In the front-line setting, we are completing a dose-finding phase to determine the best dose of the investigational PARP inhibitor veliparib to combine with cisplatin and gemcitabine. Soon, we will go on to a randomized comparison of the addition of the PARP inhibitor to cisplatin and gemcitibine vs cisplatin and gemcitabine alone.
We are also evaluating patterns of gene expressions and possible mutation reversions that might suggest sensitivity or resistance to these agents.
Surgical Techniques
Are there new surgical techniques for this disease?
Between 10% and 15% of all patients diagnosed with pancreatic cancer are eligible for surgery, and in that group, about 80% have tumors in the head of the pancreas and undergo a Whipple surgery. Patients with tumors in the body or tail of the pancreas will usually have a distal pancreatectomy and splenectomy.
Ongoing investigations are evaluating the use of robotically assisted surgical removal of pancreatic tumors, which is an emerging option, particularly for tail of pancreas malignancies. Another study is evaluating pasireotide (Signifor) to reduce the rates of leaks and fistula, two major complications postsurgery, and data are awaited.
On the Horizon
Are advances in treatment for pancreatic cancer expected soon?
A lot of research in treating pancreatic cancer is focused on drug delivery. Primary pancreatic tumors have a complex physical stromal-tumoral interaction that may preclude drugs from penetrating the tumor, and this is also true for radiation. New directions in research are focusing on breaking down this physical barrier and enhancing drug delivery, and multiple preclinical and clinical trials are underway to evaluate these concepts.
With regard to therapeutics, FOLFIRINOX (leucovorin, fluorouracil, irinotecan, oxaliplatin)—for patients who are robust enough to tolerate this regimen—has emerged as an active treatment for advanced pancreatic disease and is now being integrated into earlier-stage disease settings.
At the 2013 Gastrointestinal Cancers Symposium, data were presented showing that the addition of nanoparticle albumin-bound (nab)-paclitaxel (Abraxane) to gemcitabine significantly improved overall survival in treatment-naive patients with metastatic pancreatic cancer, compared with gemcitabine alone.1 This combination will likely provide a new backbone on which to add novel targeted agents and is anticipated to become increasingly integrated into treatment considerations for this disease.

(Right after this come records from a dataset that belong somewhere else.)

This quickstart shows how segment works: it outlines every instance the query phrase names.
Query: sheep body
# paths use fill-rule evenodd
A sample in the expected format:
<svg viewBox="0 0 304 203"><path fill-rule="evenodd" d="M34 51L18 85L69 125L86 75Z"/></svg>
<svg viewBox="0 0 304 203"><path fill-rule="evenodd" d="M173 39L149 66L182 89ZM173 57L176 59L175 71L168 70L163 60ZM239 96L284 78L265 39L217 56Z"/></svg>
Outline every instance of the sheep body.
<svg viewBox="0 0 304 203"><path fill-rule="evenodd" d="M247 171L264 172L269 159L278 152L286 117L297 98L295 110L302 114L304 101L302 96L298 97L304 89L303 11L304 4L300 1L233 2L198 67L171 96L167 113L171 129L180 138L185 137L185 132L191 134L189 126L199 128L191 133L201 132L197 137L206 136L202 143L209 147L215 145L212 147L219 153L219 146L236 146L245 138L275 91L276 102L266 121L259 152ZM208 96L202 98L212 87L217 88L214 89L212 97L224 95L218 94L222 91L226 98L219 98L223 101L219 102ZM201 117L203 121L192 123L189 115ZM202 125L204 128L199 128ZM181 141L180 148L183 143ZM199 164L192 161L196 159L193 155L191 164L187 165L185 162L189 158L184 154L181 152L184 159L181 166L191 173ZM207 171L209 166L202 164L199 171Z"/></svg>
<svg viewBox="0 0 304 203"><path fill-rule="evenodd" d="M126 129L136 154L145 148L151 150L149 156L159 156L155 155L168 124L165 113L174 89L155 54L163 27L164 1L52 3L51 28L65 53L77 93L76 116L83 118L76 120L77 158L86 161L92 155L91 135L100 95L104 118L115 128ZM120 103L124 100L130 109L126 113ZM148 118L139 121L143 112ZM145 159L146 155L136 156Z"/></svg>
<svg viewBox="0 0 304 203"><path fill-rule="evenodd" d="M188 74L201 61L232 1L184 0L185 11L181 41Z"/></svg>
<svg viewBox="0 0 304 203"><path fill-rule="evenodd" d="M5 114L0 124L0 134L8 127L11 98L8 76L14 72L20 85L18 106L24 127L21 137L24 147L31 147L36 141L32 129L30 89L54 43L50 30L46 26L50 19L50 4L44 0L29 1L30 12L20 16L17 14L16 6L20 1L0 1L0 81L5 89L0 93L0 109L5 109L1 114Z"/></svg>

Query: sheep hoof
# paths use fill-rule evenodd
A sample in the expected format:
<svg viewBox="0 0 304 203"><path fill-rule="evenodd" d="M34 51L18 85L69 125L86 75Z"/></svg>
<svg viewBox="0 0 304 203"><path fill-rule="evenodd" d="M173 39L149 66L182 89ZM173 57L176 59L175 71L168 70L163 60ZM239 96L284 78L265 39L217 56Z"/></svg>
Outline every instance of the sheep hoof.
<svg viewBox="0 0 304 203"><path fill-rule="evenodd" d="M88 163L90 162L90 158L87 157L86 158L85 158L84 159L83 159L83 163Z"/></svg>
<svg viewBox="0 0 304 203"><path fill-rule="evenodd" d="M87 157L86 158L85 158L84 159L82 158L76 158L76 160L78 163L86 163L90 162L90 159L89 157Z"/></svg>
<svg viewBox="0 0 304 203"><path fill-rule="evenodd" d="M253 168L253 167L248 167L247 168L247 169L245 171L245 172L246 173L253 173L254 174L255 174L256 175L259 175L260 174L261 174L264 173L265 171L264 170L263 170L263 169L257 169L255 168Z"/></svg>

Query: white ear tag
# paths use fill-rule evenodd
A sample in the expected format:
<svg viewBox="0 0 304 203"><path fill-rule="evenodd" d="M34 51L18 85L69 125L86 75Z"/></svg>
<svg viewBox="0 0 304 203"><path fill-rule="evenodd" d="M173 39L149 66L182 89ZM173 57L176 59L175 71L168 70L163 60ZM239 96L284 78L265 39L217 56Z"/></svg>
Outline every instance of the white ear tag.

Immunotherapy is another area that is being extensively investigated in multiple settings in pancreatic cancer. Progress to date has been modest with regard to therapeutics, but new avenues evaluating anti-CTLA4, PD-1, PDL-1, anti-CD40, and novel vaccines are being developed.
Thoughts on Patient Care
Is patient care improving, including end-of-life care?
This is an extremely important topic in a disease that we can’t cure and where patients have a big symptom burden, complex gastroenterologic problems, and issues in coming to terms with a difficult prognosis.
We have completed a small pilot study for patients with advanced pancreatic cancer, using a video tool to help us better convey to patients what their end-of-life options might be. It also elicits their wishes in terms of the level of medical care and support, and interventions they would choose to receive. This sort of tool provides new ways to assist communication and start discussions on sensitive topics related to advance care planning. ■
Disclosure: Dr. O’Reilly receives research funding for NCI PARP studies from Celgene.
Reference
1. Von Hoff DD, Ervin TJ, Arena FP, et al: Randomized phase III study of weekly nab-paclitaxel plus gemcitabine versus gemcitabine alone in patients with metastatic adenocarcinoma of the pancreas (MPACT). 2013 Gastrointestinal Cancers Symposium. Abstract LBA148. Presented January 25, 2013.